- Born: December 19, 1828 Cranston, Rhode Island
- Died: August 2, 1902 (aged 73) Cowesett, Rhode Island
- Known for: American businessman and politician

= Amasa Sprague Jr. =

American businessman and politician

Amasa Sprague (December 19, 1828 – August 2, 1902) was an American businessman and politician from Rhode Island. Born into an influential family, Sprague was a multi-millionaire textile industrialist until the Panic of 1873. He held various political offices in Rhode Island and was the Democratic nominee for Governor of Rhode Island in the 1886 election.

==Business==
Sprague was born on December 19, 1828, at the family residence in Cranston, Rhode Island. He attended public and private schools and the East Greenwich Academy. Following his father's murder in 1843, Sprague began to handle a large amount of responsibility for the A & W Sprague.

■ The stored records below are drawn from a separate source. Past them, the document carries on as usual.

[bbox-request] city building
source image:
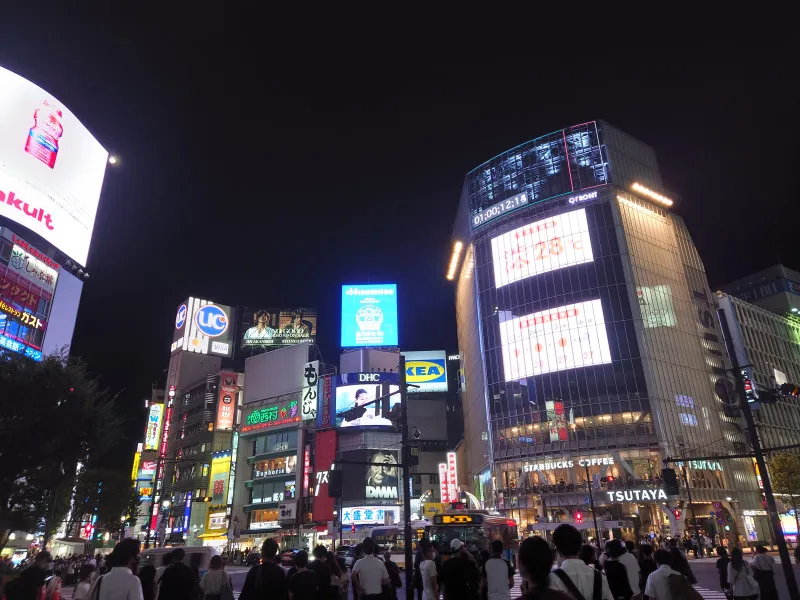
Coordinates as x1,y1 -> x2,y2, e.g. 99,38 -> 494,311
0,67 -> 108,360
717,290 -> 800,448
720,264 -> 800,316
447,121 -> 769,543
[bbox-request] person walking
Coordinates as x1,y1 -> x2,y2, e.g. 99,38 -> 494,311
481,540 -> 514,600
519,530 -> 572,600
351,538 -> 389,600
138,565 -> 158,600
199,555 -> 233,600
552,523 -> 614,600
239,538 -> 289,600
750,546 -> 778,600
89,538 -> 145,600
728,548 -> 758,600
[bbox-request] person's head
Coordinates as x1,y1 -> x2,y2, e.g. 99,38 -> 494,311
78,565 -> 94,581
653,548 -> 672,567
606,540 -> 625,558
294,550 -> 308,569
261,538 -> 278,562
361,538 -> 375,556
519,540 -> 556,590
111,538 -> 139,572
139,565 -> 156,588
731,548 -> 744,571
553,523 -> 583,558
578,544 -> 594,565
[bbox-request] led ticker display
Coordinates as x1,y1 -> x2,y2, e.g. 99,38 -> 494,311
492,208 -> 594,287
342,283 -> 398,348
433,515 -> 483,525
499,300 -> 611,381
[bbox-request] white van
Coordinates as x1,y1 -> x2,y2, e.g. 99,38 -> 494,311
139,546 -> 219,577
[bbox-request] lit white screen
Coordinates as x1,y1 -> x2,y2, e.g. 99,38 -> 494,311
499,300 -> 611,381
492,208 -> 594,287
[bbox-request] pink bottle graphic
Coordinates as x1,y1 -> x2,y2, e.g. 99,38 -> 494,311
25,100 -> 64,169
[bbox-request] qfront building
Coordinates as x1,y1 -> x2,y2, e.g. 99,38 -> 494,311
447,121 -> 768,543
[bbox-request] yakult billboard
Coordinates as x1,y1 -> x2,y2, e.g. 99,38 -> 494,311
0,67 -> 108,265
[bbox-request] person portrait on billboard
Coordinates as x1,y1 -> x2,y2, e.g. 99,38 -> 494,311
366,450 -> 397,487
244,310 -> 275,343
342,388 -> 392,427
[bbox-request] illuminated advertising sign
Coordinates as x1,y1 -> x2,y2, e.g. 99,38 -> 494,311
242,308 -> 317,349
209,451 -> 231,504
300,360 -> 319,421
342,506 -> 400,525
312,429 -> 336,523
336,372 -> 400,429
403,350 -> 447,394
439,463 -> 451,504
170,298 -> 234,358
217,371 -> 239,431
0,67 -> 108,265
492,208 -> 594,287
342,283 -> 398,348
342,450 -> 400,504
8,236 -> 58,295
447,452 -> 458,502
499,300 -> 611,381
144,403 -> 164,450
242,400 -> 300,433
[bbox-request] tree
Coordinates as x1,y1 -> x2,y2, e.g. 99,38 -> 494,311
0,353 -> 121,549
767,451 -> 800,531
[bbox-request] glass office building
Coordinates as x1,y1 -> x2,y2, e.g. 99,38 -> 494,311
448,121 -> 766,541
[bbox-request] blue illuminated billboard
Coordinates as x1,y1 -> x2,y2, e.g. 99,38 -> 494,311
342,283 -> 398,348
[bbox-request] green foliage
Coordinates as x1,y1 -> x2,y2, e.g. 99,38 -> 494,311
0,354 -> 121,548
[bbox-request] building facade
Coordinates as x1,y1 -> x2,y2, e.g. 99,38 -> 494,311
448,121 -> 766,539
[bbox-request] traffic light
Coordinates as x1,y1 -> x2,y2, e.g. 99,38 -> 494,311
328,469 -> 342,498
661,469 -> 680,496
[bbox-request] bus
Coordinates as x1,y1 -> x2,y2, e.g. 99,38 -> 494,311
425,510 -> 519,569
365,521 -> 431,569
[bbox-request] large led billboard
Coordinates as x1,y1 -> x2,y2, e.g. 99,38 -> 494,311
499,300 -> 611,381
170,297 -> 234,358
342,449 -> 401,504
0,67 -> 108,265
242,308 -> 317,350
403,350 -> 447,394
342,283 -> 398,348
335,372 -> 400,429
492,208 -> 594,287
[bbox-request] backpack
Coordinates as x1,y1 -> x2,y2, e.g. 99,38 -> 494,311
667,573 -> 703,600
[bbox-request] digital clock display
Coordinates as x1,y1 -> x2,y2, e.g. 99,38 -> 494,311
472,194 -> 528,229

After the death of his uncle William Sprague III, Sprague and his brother William Sprague IV took control of the family's mills. They completed construction of the Baltic, Connecticut, cotton mill planned by their uncle. The company's business grew during the American Civil War. During the early 1870s, the output of A & W Sprague's nine mills was greater than all of the other mills in the United States combined and the firm's profits were around $20 million annually. Due to bad investments and careless speculation, the company fell into receivership following the Panic of 1873 and by 1875, almost all of the Spragues' assets had been sold.

==Politics==
Sprague served on his brother's staff during his term as governor and received the title of colonel. He represented Cranston in the Rhode Island House of Representatives from 1864 to 1865 and again from 1884 to 1885. After moving to Cowesett he represented Warwick, Rhode Island, in the Rhode Island Senate. In 1886, Sprague was the Democratic nominee for Governor of Rhode Island. He lost to Republican incumbent George P. Wetmore 53% to 37%. From 1890 until his death in 1902, Sprague served as sheriff of Kent County, Rhode Island. In 1890, Sprague switched from the Democratic Party to the Republican Party.

==Horse racing==
During the civil war, Sprague purchased horses for the 1st Rhode Island Cavalry Regiment. After the war he bought a stock farm in Kansas and sold over 300 horses by 1873. In 1861, Sprague formed a partnership with Edward Babcock to operate a trotting park on a portion on Babcock's farm. The pair had a falling out over alleged gambling at the track and in 1867, Sprague opened Narragansett Park in Cranston, Rhode Island. In 1870, he helped found the National Association for the Promotion of the Interests of American Trotting Turf and served as the organization's president until his resignation in 1876. In 1881, Narragansett Park was purchased at auction for $25,000 (~$ in ) by J. B. Barnaby.

==Personal life==
Sprague had one daughter, Fannie, with his first wife, Mary Warburton. On November 12, 1873, he married Harriet Byron Sprague, daughter of his first cousin Byron Sprague. They had one son, Amasa Sprague III.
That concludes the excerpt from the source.